We are writing to you in relation to the current police approach and enforcement regarding the unlawful use of E-Scooters. Officers are focussing on the unlawful use of all types of E-Scooters in a bid to improve user and pedestrian safety and road casualty reduction.
As you may know, it is currently illegal to ride any type of personally owned E-Scooter in any public place. We understand that buying a E-Scooter can be tempting, especially as they are so widely available now and are legal to buy/sell. However, the only place an E-Scooter can be used legally by anyone is on private land with the land owners permission. The reason for this is that E-Scooters are, for the purpose of current legislation treated as motor vehicles under the Road Traffic Act and are subject to the same legal requirements, including:
- The driver must have a full driving licence
- The driver must have an insurance policy
- The vehicle must have been taxed
- The vehicle must have an MOT certificate
It is not currently possible to get the above for privately owned e-scooters, making them illegal to use in public spaces.
You may have seen various pilot schemes being run across the country for the rental of E-Scooters and there are currently several which have started in parts of London.
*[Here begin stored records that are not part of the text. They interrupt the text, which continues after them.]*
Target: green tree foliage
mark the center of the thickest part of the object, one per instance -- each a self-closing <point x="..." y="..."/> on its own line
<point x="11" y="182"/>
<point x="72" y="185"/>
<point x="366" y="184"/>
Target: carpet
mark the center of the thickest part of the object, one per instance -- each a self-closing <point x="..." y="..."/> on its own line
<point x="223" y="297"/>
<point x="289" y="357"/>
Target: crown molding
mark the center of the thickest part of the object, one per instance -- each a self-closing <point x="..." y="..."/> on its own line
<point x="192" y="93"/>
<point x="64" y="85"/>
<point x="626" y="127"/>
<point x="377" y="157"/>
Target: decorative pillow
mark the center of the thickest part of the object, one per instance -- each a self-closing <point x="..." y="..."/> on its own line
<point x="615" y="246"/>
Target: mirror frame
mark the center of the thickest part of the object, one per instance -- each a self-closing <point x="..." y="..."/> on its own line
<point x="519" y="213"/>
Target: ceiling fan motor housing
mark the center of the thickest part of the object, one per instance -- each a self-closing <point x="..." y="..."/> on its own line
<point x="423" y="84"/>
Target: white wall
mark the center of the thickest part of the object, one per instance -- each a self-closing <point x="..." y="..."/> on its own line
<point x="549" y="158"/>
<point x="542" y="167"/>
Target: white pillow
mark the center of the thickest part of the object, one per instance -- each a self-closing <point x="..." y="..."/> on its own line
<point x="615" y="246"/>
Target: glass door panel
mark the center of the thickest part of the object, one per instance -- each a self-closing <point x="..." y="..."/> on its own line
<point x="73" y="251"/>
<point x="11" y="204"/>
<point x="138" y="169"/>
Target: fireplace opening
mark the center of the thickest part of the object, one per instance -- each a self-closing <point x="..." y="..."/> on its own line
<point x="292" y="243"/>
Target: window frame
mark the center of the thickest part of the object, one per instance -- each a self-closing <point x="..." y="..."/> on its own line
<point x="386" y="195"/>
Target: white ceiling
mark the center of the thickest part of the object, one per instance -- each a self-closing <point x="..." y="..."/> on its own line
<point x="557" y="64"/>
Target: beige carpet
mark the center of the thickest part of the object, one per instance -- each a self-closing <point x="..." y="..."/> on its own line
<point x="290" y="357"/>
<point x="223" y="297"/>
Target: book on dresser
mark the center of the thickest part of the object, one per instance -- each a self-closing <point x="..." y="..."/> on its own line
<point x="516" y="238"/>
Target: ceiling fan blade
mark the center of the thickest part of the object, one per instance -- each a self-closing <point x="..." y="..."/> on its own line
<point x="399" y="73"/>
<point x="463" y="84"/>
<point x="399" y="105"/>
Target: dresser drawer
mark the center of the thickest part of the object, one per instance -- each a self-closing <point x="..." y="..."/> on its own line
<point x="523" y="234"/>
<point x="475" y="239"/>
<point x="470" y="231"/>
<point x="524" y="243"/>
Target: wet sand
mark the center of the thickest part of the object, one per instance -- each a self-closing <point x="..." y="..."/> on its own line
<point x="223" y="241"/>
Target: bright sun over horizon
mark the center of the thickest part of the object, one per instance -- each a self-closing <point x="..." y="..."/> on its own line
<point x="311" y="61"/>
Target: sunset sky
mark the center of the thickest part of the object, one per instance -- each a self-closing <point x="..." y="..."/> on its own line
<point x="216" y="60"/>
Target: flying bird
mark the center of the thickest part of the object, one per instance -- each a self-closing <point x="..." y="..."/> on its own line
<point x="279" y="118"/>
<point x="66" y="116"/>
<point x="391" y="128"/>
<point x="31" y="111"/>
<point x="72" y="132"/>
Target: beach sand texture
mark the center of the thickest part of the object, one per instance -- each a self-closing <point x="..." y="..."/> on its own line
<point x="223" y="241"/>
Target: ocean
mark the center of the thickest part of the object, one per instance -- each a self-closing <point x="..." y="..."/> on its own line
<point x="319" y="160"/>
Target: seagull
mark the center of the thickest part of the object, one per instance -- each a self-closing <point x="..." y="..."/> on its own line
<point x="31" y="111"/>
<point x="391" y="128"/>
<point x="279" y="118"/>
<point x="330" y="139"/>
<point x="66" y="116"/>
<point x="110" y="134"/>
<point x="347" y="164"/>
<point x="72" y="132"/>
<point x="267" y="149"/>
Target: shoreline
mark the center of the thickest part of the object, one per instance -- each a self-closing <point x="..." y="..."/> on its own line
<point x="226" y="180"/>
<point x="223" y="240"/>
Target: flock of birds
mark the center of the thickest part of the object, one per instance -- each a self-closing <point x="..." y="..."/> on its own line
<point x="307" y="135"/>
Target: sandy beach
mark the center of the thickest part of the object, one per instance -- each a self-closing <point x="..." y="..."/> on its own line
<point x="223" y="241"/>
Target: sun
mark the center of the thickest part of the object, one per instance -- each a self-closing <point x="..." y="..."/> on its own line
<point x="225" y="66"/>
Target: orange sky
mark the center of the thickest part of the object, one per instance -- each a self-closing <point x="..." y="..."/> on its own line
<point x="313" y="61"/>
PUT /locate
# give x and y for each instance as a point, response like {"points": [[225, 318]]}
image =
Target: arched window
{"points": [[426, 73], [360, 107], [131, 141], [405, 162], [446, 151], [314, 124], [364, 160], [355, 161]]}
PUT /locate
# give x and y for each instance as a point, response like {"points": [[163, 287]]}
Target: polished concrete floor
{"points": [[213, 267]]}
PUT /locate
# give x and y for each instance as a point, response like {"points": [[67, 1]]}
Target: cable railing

These pilots schemes are subject to exemptions as they are part of a Government trial and do not extend to the use personal scooters, even in the designated areas of the trials.
If your child is found using an E-Scooter on a road, pavement or any other public place such as parks, car parks etc, they face having their scooter seized by police and could be subject to prosecution under the Road Traffic Act for offences such as, but not limited to:
- Driving otherwise than in accordance with a driving licence (6 to 8 Penalty points and up to £100 fine)
- Driving without Insurance (3 to 6 Penalty points and up to £300 fine ).
- Driving / Riding other than on a road (Fixed penalty notice and up to £50 fine)
- Contravening a cycle lane (Fixed penalty notice and up to £50 fine)
There may also be circumstances where offences are committed by parents, such as Permitting to drive without valid insurance or permitting to drive other than in accordance with a driving licence which could result in the parent being fined and given points on their own driving licence. The offences relate to any age of rider and it is irrelevant whether they are at an age where they can apply for a provisional licence or younger.
We are seeking your support in our approach to this initiative which is primarily aimed at safeguarding children as well as other members of the public/road users by reducing the unlawful use of these E-Scooters.